COVID-19’s impact on students
COVID-19 has hit everyone hard, especially school-aged children and students around the world. The current global pandemic has seen 91% of the world’s student population affected by current school and university closures. Of the 1.6 billion students out of school, 743 million are girls.
With the transition from the classroom to online platforms, we are seeing a discrepancy in education access between boys and girls: in low- and middle-income countries, boys are 1.5 times more likely to own a phone and 1.8 times more likely to have access to the Internet than girls.
That is why earlier this year on Malala Day — an annual celebration on 12 July in honour of education activist Malala Yousafzai — I organized an action to highlight that access to education is important, particularly now more than ever.
Raising awareness for global education
With COVID-19 measures still in place, we needed to be creative in raising awareness. I decided a great way to bring awareness and still socially distance would be to do a chalk action. A small group of us Youth Ambassadors took to the Brussels streets, spreading this message by writing stats and facts in chalk on pavements in both French and English.
We drew attention from passers-by and shoppers, andto reach a wider audience and generate even more awareness, we shared our actions all over Twitter.
We were even retweeted by none other than Malala’s father himself!
— Laura Guthrie (@Laura_SGuthrie) July 12, 2020
But this action doesn’t stop there!
Online learning and its effects on teachers
The transition to online schooling has been equally as difficult on teachers. For World Teachers’ Day (October 5), I wanted to show our appreciation to the teachers all around the world for all of the hard work they have been putting in to deliver the education that our children and students need.
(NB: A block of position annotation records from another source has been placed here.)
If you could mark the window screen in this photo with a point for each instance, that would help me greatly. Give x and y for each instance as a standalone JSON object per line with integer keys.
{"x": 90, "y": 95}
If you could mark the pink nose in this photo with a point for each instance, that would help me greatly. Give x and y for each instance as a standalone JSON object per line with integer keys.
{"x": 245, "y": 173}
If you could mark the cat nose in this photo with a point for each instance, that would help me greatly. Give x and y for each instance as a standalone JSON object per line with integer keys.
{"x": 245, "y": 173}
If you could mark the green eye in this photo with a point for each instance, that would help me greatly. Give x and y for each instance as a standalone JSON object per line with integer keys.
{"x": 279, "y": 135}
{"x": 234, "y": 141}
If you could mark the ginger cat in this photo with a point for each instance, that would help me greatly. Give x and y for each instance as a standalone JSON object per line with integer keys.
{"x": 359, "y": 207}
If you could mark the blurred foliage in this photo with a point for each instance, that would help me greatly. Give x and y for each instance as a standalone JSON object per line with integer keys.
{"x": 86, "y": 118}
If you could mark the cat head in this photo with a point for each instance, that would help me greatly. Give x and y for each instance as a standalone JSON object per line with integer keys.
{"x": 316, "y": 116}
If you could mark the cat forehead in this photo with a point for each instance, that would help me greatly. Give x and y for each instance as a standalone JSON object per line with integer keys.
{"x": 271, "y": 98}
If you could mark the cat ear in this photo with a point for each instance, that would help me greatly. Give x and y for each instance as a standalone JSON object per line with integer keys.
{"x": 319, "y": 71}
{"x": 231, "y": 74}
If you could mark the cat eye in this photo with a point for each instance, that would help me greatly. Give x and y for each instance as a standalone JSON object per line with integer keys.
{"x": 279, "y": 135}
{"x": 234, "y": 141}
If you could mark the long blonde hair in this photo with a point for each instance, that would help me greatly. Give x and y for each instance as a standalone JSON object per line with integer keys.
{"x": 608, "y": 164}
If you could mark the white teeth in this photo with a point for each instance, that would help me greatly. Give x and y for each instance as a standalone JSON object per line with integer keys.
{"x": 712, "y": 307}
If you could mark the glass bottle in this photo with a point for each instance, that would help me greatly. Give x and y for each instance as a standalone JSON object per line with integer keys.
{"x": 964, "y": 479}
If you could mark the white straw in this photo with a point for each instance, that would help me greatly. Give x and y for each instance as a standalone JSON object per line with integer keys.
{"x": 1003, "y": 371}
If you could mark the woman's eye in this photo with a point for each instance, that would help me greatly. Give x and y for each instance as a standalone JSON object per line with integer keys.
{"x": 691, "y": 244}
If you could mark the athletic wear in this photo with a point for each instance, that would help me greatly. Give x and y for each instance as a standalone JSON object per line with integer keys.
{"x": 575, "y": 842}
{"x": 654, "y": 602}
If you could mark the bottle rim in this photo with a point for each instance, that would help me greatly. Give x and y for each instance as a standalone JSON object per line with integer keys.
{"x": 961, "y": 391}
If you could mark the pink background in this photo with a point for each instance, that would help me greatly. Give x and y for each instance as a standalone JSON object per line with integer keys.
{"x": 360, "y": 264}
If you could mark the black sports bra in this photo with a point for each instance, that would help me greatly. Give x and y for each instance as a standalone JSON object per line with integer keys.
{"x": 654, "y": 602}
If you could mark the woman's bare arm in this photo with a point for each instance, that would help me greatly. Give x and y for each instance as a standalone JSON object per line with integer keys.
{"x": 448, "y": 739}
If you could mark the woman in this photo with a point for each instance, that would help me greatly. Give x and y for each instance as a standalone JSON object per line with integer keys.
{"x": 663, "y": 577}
Working alongside a ONE Global Activist in Africa and a Global Activist in North America, we planned a short video where we interviewed three teachers from our three different continents to talk about their experiences teaching during the pandemic, and on their views on why education is so important to them and why it is so important globally.
Are you curious about what they had to say? Have a look here:
As you heard, the situation is very tough but we, as ONE Global Activists, won’t stop fighting for education for every boy and every girl around the world, because education is a right, and closing the gender gap begins with schooling. Education is key. Education for all.